The COVID-19 pandemic has had a profound impact on daily life, underscoring the need for measures against future bacterial and viral threats. Since many mechanical components are touched by numerous people, a shift toward ""post-COVID mechanical coatings"" that integrate high hygiene with mechanical performance is essential. By designing surfaces that achieve both properties, we aim to present a blueprint for a with-COVID society from an engineering perspective.

Japan's Green Growth Strategy, aiming for a carbon-neutral society by 2050, relies on enhancing energy efficiency and extending the lifespan of mechanical components. Additionally, from an environmental perspective, efforts are underway to reduce the use of extreme pressure additives in lubricants and greases for sliding and cutting applications, as well as the solvents used for their cleaning. Through the development of green tribology technologies utilizing environmentally friendly biodegradable lubricants, we strive to contribute to a sustainable future society.

The industrial sector is increasingly focused on developing low-torque components that contribute to reducing CO₂ emissions for a sustainable society. For example, recent improvements in automotive fuel efficiency have largely been driven by advancements in low-friction technology, achieving a 15% increase in fuel efficiency over the past two decades.

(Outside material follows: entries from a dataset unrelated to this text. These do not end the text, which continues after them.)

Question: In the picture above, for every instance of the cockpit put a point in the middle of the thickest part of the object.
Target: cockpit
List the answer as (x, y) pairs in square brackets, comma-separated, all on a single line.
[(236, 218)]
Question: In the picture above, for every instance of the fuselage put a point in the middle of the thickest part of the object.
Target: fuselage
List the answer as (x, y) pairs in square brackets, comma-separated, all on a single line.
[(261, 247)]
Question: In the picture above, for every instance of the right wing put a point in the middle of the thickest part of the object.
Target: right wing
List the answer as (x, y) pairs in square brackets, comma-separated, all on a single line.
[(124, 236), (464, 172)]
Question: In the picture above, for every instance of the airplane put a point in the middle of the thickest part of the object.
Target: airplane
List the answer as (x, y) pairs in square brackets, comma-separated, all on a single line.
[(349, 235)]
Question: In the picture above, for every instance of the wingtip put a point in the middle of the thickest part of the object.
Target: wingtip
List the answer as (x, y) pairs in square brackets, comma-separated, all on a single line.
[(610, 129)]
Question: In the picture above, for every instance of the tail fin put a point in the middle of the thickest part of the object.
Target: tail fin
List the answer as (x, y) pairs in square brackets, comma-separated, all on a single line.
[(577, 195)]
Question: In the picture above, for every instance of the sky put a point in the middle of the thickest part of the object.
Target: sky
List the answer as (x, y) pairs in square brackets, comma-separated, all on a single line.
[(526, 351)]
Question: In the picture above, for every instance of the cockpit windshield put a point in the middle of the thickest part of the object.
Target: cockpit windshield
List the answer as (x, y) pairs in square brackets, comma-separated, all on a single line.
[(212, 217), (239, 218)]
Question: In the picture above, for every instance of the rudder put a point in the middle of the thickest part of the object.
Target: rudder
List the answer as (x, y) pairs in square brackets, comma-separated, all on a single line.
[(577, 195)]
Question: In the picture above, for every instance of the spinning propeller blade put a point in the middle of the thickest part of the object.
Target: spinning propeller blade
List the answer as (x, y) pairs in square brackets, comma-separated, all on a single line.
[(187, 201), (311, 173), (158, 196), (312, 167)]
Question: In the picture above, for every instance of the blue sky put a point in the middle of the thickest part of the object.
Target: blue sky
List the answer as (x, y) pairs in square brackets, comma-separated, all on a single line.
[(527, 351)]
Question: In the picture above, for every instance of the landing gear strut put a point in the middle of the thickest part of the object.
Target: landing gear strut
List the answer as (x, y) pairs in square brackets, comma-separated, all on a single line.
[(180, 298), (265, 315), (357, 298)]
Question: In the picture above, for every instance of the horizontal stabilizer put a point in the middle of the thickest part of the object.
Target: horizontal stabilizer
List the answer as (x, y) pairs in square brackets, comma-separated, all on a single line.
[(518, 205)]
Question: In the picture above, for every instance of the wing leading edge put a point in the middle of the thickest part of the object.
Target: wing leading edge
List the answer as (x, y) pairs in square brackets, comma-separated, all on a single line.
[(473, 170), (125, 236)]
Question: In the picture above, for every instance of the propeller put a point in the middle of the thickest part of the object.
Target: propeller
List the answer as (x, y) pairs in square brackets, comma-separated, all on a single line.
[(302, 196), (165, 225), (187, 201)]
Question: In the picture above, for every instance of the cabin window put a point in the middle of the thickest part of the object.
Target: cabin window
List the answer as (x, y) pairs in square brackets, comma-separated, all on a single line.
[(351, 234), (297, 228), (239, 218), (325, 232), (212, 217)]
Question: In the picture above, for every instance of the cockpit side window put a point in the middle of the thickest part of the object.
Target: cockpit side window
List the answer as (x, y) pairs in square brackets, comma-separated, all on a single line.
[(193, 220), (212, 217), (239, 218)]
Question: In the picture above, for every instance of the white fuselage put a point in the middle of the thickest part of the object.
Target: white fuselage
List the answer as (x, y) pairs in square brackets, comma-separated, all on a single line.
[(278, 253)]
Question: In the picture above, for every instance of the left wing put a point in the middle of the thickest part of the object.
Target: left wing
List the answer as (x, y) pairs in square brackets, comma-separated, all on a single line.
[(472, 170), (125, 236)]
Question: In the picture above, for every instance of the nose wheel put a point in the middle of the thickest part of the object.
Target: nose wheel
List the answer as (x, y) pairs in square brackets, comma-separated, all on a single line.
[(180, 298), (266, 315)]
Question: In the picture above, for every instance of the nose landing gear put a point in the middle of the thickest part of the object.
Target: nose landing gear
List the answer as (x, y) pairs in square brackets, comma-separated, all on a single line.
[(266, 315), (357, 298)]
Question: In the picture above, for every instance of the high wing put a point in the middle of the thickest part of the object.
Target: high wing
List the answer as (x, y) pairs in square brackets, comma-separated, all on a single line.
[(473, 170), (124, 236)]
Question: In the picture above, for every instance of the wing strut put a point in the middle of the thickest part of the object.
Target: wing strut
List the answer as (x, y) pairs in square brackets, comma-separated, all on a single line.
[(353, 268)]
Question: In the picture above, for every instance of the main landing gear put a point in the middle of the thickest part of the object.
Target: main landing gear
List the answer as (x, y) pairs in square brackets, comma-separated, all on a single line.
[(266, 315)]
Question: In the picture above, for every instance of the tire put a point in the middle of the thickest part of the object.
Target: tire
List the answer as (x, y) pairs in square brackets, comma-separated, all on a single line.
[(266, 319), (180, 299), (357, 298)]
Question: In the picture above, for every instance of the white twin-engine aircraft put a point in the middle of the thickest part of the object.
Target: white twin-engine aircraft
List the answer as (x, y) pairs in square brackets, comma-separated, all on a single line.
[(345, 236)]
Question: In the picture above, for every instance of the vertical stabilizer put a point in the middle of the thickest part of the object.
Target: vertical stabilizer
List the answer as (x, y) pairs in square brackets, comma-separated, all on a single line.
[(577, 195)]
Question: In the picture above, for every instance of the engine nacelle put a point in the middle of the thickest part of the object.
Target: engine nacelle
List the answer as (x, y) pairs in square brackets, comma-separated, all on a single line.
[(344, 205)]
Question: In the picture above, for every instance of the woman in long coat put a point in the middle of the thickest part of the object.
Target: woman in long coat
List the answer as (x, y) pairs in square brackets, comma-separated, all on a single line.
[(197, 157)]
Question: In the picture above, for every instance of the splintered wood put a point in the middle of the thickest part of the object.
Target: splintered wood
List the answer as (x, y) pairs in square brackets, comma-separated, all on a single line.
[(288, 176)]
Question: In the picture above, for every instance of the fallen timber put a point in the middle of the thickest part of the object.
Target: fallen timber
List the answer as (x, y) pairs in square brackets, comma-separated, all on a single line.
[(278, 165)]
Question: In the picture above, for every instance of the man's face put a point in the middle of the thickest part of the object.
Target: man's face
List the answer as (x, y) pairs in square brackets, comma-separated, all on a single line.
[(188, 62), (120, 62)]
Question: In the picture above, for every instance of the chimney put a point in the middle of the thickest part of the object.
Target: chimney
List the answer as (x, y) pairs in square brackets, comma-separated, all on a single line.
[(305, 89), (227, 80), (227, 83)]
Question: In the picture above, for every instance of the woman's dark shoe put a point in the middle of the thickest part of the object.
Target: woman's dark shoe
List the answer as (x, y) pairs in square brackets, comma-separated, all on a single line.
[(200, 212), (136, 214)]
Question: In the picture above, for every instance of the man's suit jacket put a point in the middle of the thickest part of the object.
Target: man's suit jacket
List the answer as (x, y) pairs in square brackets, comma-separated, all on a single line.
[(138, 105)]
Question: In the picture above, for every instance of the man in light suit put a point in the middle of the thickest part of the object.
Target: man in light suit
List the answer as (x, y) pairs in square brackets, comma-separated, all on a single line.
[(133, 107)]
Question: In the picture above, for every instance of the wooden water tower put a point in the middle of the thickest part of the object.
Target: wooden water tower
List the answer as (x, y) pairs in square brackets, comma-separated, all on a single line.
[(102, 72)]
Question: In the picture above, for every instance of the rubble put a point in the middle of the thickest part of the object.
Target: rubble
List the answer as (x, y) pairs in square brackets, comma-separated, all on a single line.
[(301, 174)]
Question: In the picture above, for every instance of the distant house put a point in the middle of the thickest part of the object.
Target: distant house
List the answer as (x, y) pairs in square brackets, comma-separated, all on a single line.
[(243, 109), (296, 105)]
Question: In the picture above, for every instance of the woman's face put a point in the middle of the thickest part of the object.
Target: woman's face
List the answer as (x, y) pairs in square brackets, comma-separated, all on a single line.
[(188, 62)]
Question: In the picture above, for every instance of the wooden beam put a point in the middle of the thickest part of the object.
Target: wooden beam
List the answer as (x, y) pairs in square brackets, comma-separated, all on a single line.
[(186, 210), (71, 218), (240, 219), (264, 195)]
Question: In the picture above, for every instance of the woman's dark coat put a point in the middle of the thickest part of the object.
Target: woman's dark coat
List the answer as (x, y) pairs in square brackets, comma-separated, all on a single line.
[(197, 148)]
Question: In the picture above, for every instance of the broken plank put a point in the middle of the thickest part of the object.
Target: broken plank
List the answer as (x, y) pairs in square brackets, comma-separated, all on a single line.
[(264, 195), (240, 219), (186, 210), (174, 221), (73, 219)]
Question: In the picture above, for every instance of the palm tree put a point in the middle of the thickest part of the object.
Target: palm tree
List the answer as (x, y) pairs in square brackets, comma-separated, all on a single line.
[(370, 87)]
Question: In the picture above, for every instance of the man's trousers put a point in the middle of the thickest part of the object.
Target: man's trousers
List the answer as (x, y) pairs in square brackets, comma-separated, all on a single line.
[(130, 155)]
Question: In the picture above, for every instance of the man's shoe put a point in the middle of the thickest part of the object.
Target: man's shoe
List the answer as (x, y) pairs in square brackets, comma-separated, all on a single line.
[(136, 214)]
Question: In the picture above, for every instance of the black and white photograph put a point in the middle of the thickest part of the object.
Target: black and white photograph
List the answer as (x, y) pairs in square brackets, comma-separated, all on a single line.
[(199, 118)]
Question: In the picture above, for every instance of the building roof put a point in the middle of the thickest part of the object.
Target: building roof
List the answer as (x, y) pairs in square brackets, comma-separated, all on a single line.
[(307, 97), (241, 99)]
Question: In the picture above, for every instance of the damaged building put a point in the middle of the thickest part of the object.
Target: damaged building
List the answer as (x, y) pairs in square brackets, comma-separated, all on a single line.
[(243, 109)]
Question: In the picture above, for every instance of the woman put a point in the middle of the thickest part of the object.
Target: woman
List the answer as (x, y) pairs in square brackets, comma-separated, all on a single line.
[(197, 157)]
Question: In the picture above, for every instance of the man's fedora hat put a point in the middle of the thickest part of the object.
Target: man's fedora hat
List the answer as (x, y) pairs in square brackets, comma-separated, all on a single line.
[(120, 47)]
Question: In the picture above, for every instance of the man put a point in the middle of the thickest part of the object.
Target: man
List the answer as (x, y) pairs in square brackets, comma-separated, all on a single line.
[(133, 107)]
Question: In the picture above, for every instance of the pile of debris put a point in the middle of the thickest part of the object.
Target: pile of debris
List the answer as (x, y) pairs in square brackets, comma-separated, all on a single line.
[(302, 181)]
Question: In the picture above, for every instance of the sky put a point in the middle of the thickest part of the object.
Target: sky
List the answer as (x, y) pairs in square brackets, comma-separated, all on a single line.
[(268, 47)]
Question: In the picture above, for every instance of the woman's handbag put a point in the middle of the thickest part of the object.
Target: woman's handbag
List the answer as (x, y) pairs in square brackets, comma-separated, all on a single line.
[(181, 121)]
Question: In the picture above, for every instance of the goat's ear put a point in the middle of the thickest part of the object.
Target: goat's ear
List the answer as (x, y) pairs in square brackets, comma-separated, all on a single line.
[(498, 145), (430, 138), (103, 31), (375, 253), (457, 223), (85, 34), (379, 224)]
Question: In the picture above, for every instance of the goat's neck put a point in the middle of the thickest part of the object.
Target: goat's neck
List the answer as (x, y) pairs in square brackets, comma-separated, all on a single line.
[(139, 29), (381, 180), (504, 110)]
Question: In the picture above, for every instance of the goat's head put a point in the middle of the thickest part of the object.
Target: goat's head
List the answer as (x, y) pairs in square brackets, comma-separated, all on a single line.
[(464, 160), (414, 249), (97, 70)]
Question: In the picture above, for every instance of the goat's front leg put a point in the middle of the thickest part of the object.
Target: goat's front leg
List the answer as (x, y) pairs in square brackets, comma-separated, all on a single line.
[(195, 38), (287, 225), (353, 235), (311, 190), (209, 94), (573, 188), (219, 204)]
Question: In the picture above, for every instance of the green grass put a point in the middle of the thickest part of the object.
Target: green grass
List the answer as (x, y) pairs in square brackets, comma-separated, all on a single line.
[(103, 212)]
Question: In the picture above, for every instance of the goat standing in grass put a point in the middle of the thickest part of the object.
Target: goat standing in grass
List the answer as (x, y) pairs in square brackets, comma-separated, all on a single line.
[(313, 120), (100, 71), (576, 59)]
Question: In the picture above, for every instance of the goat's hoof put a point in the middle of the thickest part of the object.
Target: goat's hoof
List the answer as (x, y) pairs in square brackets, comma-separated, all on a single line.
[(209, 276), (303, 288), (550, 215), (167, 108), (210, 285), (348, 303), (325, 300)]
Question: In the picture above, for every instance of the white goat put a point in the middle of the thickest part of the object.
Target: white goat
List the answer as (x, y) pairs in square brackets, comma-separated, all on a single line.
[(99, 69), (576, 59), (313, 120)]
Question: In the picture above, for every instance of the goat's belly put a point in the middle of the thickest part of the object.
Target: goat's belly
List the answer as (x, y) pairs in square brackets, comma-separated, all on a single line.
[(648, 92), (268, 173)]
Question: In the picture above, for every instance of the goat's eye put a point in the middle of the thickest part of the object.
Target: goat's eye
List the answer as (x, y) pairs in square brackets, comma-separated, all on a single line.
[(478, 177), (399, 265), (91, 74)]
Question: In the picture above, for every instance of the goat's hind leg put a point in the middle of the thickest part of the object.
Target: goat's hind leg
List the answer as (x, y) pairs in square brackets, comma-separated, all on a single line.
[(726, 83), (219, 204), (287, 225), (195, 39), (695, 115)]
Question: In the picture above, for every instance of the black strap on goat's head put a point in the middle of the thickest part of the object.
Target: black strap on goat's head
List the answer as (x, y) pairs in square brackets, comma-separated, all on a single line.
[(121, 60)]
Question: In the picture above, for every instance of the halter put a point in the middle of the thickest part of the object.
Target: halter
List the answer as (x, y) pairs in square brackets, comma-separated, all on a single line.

In the industrial machinery sector, the development of low-dust bearings with a 50% reduction in friction coefficient compared to conventional models has enabled the miniaturization and increased output of servo motors. By applying ultra-hard three-dimensional DLC coatings to such mechanical components, we can further enhance efficiency, reduce size and weight, and significantly contribute to energy conservation across industries. This research is conducted in collaboration with the Komatsu Collaborative Research Cluster for Innovative Technologies at the Institute of Science Tokyo.